In Mutua vs R, [1988] KLR 497 the Court of Appeal stated thus as regards the exercise of the Court’s discretion in an application for bond/bail pending appeal:
“ It must be remembered that an applicant for bail has been convicted by a properly constituted court and is undergoing punishment because of that conviction which stands until it is set aside on appeal. It is not wise or to set the applicant at liberty either from the point of view of his welfare or of the state unless there is a real reason why the court should do so.”
A different test from that applied in bail pending trial is therefore applied in bail pending appeal. When considering an application for bail pending appeal, the court has discretion in the matter which must be exercised judicially taking into consideration various factors as follows:
a) Whether the appeal has overwhelming chances of success. See Ademba vs Republic (1983) KLR 442, Somo vs R [1972] E.A 476, Mutua vs R [1988] KLR 497in this regard;
b) There are exceptional or unusual circumstances to warrant the court's exercise of its discretion.

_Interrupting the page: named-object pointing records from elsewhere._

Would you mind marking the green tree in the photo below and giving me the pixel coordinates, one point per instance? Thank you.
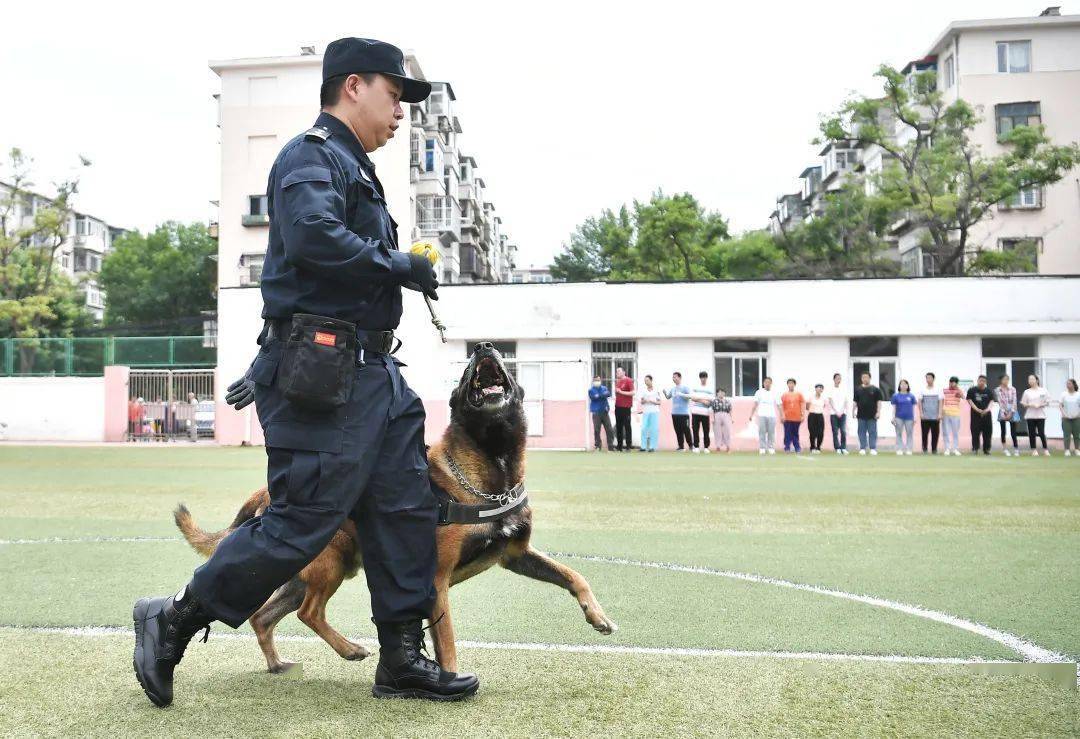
(160, 280)
(36, 299)
(940, 180)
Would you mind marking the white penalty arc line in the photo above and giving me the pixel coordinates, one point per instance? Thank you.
(568, 648)
(1027, 650)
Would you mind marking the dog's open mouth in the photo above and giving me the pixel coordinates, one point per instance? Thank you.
(489, 384)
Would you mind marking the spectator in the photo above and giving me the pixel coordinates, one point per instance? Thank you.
(1008, 413)
(867, 410)
(650, 415)
(765, 410)
(679, 395)
(815, 418)
(930, 413)
(794, 405)
(903, 417)
(982, 425)
(623, 406)
(701, 410)
(721, 420)
(952, 402)
(598, 407)
(1070, 417)
(839, 404)
(1035, 401)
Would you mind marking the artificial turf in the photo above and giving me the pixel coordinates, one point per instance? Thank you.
(989, 539)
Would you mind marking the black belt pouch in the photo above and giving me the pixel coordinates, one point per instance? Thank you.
(319, 361)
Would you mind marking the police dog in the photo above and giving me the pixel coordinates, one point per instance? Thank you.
(486, 441)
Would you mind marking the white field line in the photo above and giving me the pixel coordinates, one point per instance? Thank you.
(1030, 653)
(570, 648)
(1027, 650)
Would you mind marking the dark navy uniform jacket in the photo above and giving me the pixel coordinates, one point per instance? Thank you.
(333, 244)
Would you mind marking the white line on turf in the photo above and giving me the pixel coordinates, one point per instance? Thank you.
(575, 648)
(1027, 650)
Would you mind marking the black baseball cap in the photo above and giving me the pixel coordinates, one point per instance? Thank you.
(352, 56)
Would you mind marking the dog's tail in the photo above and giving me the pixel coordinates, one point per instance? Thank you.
(205, 542)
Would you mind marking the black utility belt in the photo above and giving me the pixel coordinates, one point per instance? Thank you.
(320, 357)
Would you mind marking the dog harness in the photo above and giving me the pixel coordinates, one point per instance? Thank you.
(501, 505)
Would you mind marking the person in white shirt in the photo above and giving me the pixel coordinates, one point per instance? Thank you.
(649, 399)
(1035, 401)
(701, 412)
(766, 403)
(1070, 417)
(837, 403)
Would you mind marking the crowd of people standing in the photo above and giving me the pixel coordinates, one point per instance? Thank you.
(697, 411)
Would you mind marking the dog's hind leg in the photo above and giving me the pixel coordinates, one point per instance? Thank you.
(313, 614)
(284, 601)
(531, 563)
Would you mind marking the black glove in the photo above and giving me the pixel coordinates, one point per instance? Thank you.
(241, 393)
(422, 277)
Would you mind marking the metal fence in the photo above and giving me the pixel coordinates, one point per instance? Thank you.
(89, 357)
(171, 404)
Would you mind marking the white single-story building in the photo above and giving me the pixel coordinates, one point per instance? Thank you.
(558, 335)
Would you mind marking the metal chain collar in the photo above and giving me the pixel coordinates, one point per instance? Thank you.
(501, 498)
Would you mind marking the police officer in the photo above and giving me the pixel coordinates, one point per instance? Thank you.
(343, 431)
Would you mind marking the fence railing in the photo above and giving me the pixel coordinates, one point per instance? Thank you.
(89, 357)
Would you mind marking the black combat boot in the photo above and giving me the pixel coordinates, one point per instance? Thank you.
(405, 672)
(162, 632)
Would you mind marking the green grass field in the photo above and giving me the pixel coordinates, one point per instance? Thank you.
(990, 540)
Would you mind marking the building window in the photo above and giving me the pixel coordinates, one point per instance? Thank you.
(740, 365)
(1029, 246)
(1014, 56)
(1011, 115)
(609, 354)
(878, 355)
(257, 205)
(1027, 198)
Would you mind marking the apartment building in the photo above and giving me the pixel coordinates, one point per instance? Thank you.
(89, 239)
(433, 188)
(1023, 70)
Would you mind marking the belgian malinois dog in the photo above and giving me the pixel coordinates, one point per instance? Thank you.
(480, 458)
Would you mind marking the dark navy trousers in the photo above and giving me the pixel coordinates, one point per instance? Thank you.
(366, 460)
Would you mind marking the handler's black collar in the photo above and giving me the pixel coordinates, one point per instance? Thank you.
(451, 511)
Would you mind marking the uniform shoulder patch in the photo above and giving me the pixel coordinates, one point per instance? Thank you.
(318, 133)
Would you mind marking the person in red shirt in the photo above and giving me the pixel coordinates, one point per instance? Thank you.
(795, 406)
(623, 405)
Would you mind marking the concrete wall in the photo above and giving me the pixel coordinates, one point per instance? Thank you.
(52, 408)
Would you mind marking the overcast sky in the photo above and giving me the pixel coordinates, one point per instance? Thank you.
(568, 107)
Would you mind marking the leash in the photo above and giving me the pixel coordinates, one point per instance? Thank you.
(500, 506)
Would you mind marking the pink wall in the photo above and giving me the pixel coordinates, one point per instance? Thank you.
(116, 402)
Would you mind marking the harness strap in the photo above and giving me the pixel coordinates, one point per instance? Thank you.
(451, 511)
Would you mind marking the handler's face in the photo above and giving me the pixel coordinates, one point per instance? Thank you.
(375, 109)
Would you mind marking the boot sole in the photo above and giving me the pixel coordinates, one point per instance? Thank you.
(138, 616)
(387, 692)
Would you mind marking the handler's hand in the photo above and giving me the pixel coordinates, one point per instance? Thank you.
(422, 277)
(241, 393)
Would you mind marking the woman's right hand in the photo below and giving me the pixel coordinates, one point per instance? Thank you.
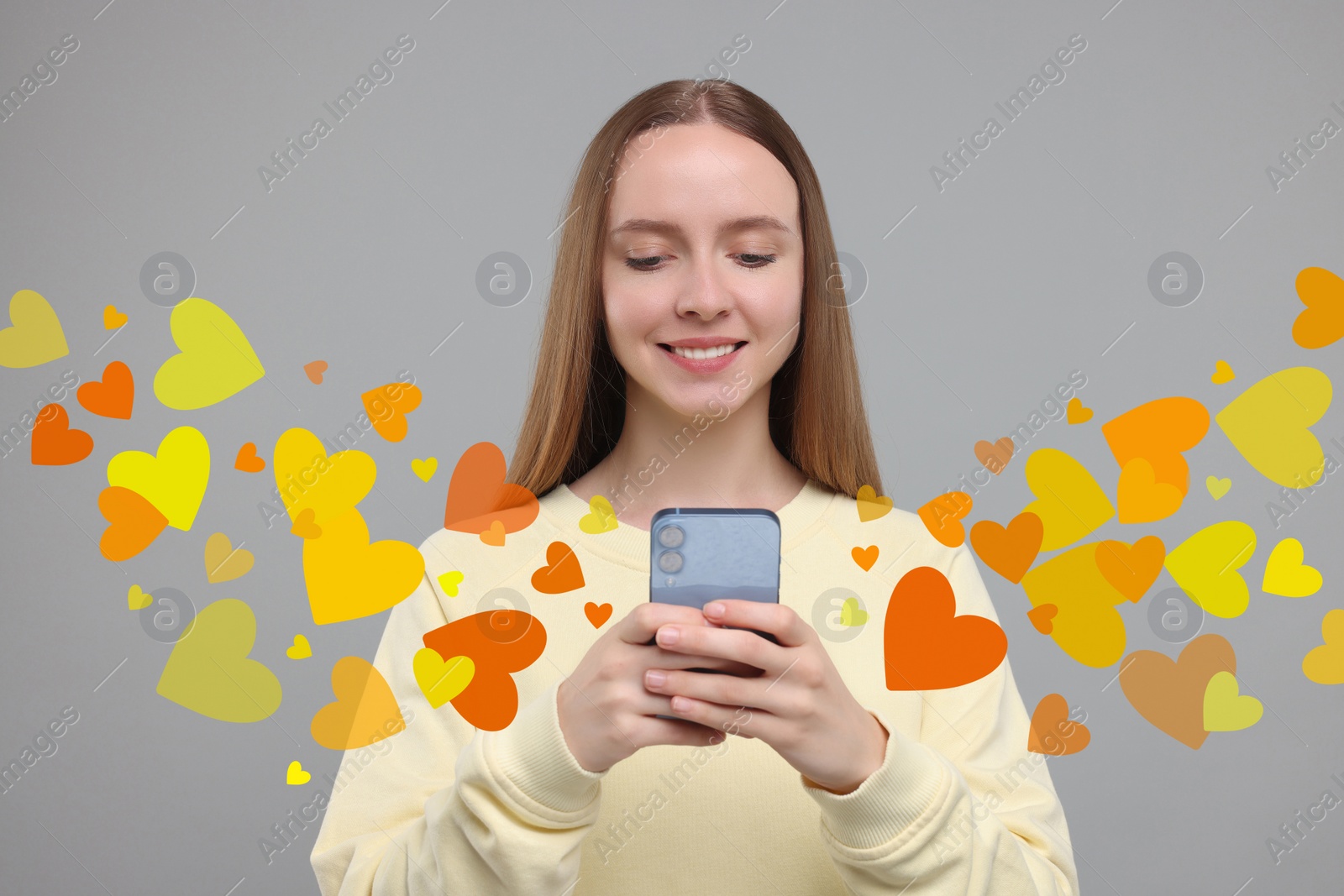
(605, 711)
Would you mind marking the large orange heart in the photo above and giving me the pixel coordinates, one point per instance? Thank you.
(113, 396)
(501, 642)
(477, 495)
(1159, 432)
(927, 645)
(1171, 694)
(134, 523)
(1008, 551)
(53, 439)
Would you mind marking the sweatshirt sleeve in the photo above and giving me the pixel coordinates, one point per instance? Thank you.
(448, 809)
(964, 809)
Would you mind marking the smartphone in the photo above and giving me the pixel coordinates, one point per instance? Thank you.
(702, 553)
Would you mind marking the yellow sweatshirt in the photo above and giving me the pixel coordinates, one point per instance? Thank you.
(958, 805)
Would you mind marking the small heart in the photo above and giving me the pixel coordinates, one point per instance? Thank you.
(300, 649)
(441, 680)
(248, 459)
(138, 600)
(871, 506)
(851, 614)
(304, 526)
(864, 557)
(1041, 617)
(995, 457)
(600, 519)
(597, 614)
(494, 535)
(1287, 575)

In this regard see Raghbir Singh Lamba vs R [1958] E.A 337; Somo vs R(supra.); Mutua vs R (supra.)
c) There is a high probability of the sentence being served before the appeal is heard as held in Chimabhai vs R, [1971] E.A 343.
In the instant application, the Applicant has argued that his defence about being deceived about the complainant’s age was not considered. I have perused the judgment of the trial Court and note that this defence was indeed considered and found not to be believable. I have also perused the record of the trial Court, and note that the Applicant who was DW1, and DW2 who was the Applicant’s mother, testified that the complainant had indicated that she was over 18 years old. Further, the complainant who was PW1 stated in her testimony upon cross-examination, that she did tell the Applicant’s parents that she was 21 years old.
I am therefore satisfied in light of this evidence that this is a proper case in which to exercise this court's discretion in favour of the Applicant. I accordingly allow the application in the Notice of Motion dated 4th April 2016 on the following terms:-
1. That pending the hearing and determination of the appeal herein, the Applicant be released on his own bond of Kshs.500,000/= (Kenya Shillings Five Hundred Thousand) with one (1) surety of a like amount;
2. The surety shall be approved by the Deputy Registrar of the Machakos High Court;
3. The Applicant will attend mentions before the Deputy Registrar of the High Court, Machakos once every month until his appeal is heard and determined.
4. The Applicant shall be required to attend court for the hearing of the appeal without fail.
5. In default of orders 1, 2, 3, and 4 hereinabove, the bond shall be cancelled immediately and sureties called to account.
There shall be no order as to costs.
It is so ordered.
DATED AT MACHAKOS THIS 3RD AUGUST 2016.